Non-Classifiability of Kolmogorov Diffeomorphisms up to Isomorphism

TL;DR

This paper proves that classifying Kolmogorov automorphisms up to isomorphism is impossible using Borel invariants, demonstrating the problem's intractability even among smooth diffeomorphisms.

Contribution

It establishes that the isomorphism relation for K-automorphisms is a complete analytic set, making classification by Borel invariants impossible.

Findings

The isomorphism relation on K-automorphisms is a complete analytic set.

This intractability persists even for K-automorphisms that are smooth diffeomorphisms.

Classifying K-automorphisms up to isomorphism is fundamentally intractable.

Abstract

We consider the problem of classifying Kolmogorov automorphisms (or $K$-automorphisms for brevity) up to isomorphism. Within the collection of measure-preserving transformations, Bernoulli shifts have the ultimate mixing property, and $K$-automorphisms have the next-strongest mixing properties of any widely considered family of transformations. J. Feldman observed that unlike Bernoulli shifts, the family of $K$-automorphisms cannot be classified up to isomorphism by a complete numerical Borel invariant.

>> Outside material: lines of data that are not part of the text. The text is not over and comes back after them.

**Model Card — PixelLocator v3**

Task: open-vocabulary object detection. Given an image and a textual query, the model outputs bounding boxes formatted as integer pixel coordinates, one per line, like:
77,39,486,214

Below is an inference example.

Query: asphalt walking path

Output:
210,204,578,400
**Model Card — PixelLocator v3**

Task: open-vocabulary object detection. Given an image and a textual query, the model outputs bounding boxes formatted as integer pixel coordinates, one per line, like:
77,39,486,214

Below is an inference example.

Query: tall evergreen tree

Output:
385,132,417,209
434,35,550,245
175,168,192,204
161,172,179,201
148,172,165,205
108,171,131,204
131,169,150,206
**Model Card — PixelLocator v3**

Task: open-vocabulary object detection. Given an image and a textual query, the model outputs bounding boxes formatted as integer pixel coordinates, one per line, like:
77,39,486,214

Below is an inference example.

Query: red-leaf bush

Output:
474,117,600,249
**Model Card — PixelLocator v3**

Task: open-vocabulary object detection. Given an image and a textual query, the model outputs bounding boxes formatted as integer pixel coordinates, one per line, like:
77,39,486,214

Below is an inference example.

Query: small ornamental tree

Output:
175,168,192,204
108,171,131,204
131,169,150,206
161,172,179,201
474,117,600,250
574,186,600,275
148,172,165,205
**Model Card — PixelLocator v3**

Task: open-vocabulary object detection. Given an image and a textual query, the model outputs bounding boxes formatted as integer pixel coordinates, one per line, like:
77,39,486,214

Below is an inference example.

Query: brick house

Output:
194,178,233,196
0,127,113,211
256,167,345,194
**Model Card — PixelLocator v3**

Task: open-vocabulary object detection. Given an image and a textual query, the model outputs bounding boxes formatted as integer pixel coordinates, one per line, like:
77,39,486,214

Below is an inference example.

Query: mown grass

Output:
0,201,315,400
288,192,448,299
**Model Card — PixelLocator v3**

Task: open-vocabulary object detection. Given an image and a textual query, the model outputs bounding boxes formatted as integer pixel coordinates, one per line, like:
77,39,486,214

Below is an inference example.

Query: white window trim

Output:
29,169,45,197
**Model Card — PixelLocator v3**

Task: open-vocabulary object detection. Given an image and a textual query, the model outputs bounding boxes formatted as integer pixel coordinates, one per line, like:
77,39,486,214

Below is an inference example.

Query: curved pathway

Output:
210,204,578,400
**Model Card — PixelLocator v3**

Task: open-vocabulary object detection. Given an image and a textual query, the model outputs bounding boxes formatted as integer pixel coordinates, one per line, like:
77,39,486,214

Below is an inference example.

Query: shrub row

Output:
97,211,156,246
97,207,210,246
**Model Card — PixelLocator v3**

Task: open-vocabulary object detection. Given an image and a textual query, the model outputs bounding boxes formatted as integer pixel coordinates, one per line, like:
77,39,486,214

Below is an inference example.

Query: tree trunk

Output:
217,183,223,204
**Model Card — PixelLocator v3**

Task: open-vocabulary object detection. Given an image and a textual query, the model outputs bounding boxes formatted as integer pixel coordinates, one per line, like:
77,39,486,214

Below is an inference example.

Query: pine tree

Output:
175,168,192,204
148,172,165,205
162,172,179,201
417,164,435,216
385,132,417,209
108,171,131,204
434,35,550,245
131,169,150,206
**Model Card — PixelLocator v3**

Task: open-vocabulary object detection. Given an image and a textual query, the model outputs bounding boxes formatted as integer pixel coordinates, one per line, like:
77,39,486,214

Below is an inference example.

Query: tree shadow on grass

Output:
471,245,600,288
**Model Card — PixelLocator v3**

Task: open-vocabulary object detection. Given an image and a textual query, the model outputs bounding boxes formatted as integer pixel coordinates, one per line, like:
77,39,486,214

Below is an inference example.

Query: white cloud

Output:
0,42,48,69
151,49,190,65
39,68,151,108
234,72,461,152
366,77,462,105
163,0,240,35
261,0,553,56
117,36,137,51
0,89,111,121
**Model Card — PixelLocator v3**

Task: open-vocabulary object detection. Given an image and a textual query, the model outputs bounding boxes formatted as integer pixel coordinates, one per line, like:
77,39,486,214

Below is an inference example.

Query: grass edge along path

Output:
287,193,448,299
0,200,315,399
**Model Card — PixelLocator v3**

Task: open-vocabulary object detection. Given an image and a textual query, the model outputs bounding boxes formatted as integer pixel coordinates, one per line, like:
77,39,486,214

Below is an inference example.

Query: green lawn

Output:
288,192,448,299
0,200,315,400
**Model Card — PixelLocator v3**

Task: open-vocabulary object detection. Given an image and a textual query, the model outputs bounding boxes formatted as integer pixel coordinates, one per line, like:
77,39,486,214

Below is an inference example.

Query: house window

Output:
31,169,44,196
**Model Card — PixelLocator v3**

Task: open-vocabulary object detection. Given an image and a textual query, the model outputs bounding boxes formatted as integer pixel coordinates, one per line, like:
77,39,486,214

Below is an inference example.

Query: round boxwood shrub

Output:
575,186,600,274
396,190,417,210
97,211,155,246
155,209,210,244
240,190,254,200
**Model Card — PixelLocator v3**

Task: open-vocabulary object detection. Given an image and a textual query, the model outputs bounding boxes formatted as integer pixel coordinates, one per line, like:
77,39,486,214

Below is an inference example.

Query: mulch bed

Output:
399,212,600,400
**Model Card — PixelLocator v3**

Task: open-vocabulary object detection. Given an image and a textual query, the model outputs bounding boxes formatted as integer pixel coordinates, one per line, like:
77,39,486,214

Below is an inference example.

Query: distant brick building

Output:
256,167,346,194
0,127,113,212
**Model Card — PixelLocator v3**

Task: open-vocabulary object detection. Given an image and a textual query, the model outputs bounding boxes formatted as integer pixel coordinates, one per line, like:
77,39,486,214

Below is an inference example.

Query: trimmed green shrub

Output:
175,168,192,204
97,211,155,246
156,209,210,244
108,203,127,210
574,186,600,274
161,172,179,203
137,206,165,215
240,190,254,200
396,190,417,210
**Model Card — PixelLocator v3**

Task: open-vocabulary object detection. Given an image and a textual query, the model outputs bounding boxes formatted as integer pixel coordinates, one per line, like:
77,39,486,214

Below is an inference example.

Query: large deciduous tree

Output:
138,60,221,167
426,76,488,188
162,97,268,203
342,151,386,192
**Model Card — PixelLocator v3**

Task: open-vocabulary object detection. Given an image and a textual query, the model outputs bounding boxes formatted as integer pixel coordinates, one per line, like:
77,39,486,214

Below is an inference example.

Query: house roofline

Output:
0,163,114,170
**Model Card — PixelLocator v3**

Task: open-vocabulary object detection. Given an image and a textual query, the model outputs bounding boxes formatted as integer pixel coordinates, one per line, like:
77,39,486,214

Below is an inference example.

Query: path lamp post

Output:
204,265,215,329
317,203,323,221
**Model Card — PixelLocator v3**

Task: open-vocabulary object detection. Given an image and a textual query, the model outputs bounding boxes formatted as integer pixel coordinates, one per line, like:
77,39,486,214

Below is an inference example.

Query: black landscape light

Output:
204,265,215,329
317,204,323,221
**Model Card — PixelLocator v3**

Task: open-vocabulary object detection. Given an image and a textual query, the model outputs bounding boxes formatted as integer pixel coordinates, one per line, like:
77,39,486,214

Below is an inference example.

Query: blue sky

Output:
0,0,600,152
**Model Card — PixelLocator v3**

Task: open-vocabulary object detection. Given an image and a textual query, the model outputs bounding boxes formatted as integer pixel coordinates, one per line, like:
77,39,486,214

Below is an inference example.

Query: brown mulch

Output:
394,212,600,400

This left open the possibility of classifying $K$-automorphisms with a more complex type of Borel invariant. We show that this is impossible, by proving that the isomorphism equivalence relation restricted to $K$-automorphisms, considered as a subset of the Cartesian product of the set of $K$-automorphisms with itself, is a complete analytic set, and hence not Borel. Moreover, we prove this remains true if we restrict consideration to $K$-automorphisms that are also $C^{\infty}$ diffeomorphisms. This shows in a concrete way that the problem of classifying $K$-automorphisms up to isomorphism is intractible.